As with the increase of violence against minorities in this country, hateful rhetoric can foster dire consequences. A December 2018 report from the group Reporters Without Borders reveals just how dire.
"A total of 80 journalists were killed this year, 348 are currently in prison, and 60 are being held hostage," according to the annual roundup of deadly violence and abusive treatment of journalists worldwide.
"Violence against journalists has reached unprecedented levels this year, and the situation is now critical," said Christophe Deloire, the press freedom group's Secretary-General. "The hatred of journalists that is voiced, and sometimes very openly proclaimed, by unscrupulous politicians, religious leaders and businessmen has tragic consequences on the ground, and has been reflected in this disturbing increase in violations against journalists.
"Amplified by social networks, which bear heavy responsibility in this regard, these expressions of hatred legitimize violence, thereby undermining journalism, and democracy itself, a bit more every day."
Testing the waters
The problem with labeling anyone a fascist these days is that, as George Orwell alluded to more than 70 years ago, it is seemingly impossible to arrive at a definition of the word that is universally agreed to.
As deeply troubling as he is, Donald Trump is not Adolf Hitler.
On the other hand, just as a person can be judged by the company they keep, it is fair to evaluate a politician by looking at who supports them. And in the case of Trump, self-declared neo-Nazis and white supremacists have clearly embraced him as their champion. In 2016, Trump received ringing endorsements from The Daily Stormer, a neo-Nazi blog, and former Ku Klux Klan grand wizard David Duke.
In February, the Southern Poverty Law Center reported a shocking rise in the number of hate groups it tracks. It blamed the president.
"The number of hate groups operating across America rose to a record high — 1,020 — in 2018 as President Trump continued to fan the flames of white resentment over immigration and the country's changing demographics," the group reported.
Irish journalist Fintan O'Toole summed up the current situation regarding Trump and a growing number of authoritarian rulers around the world this way:
"To grasp what is going on in the world right now, we need to reflect on two things," wrote O'Toole. "One is that we are in a phase of trial runs. The other is that what is being trialed is fascism — a word that should be used carefully but not shirked when it is so clearly on the horizon. .... Fascism doesn't arise suddenly in an existing democracy. It is not easy to get people to give up their ideas of freedom and civility. You have to do trial runs that, if they are done well, serve two purposes. They get people used to something they may initially recoil from, and they allow you to refine and calibrate. This is what is happening now, and we would be fools not to see it."

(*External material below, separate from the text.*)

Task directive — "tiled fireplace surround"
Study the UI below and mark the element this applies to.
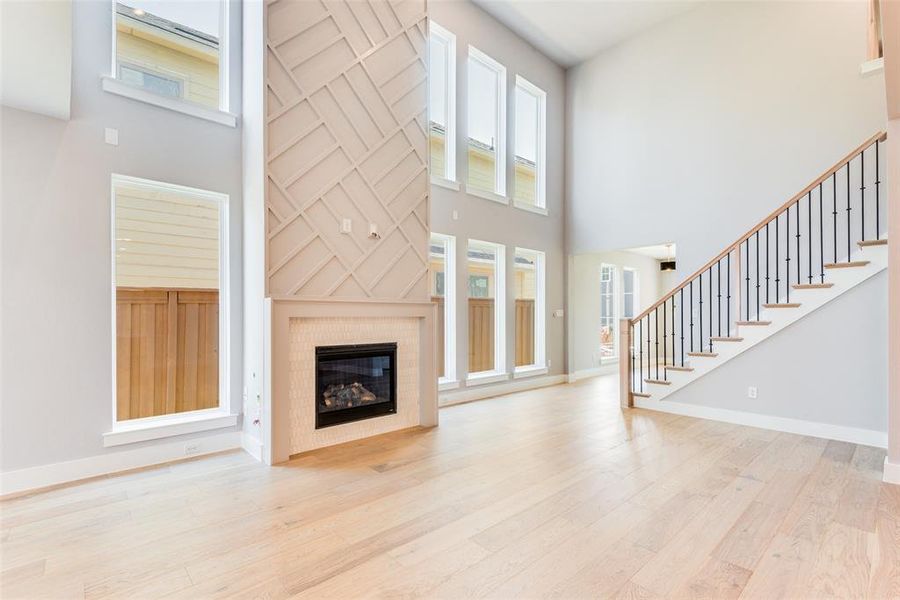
[270,299,437,463]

In May, after interviewing Yale philosophy professor Jason Stanley for his "Deconstructed" podcast, journalist Mehdi Hasan came to a trenchant conclusion of his own regarding Trump and fascism:
"You don't have to believe he's a literal reincarnation of fascist dictators to recognize that he is taking us down a very dark, ultra-authoritarian and violent path," he said. "Some of you may not want to call it fascism, but whatever you call it, make sure you stand up against it. As 2020 approaches, it's only going to get worse."
Curt Guyette is editor at large for the ACLU of Michigan.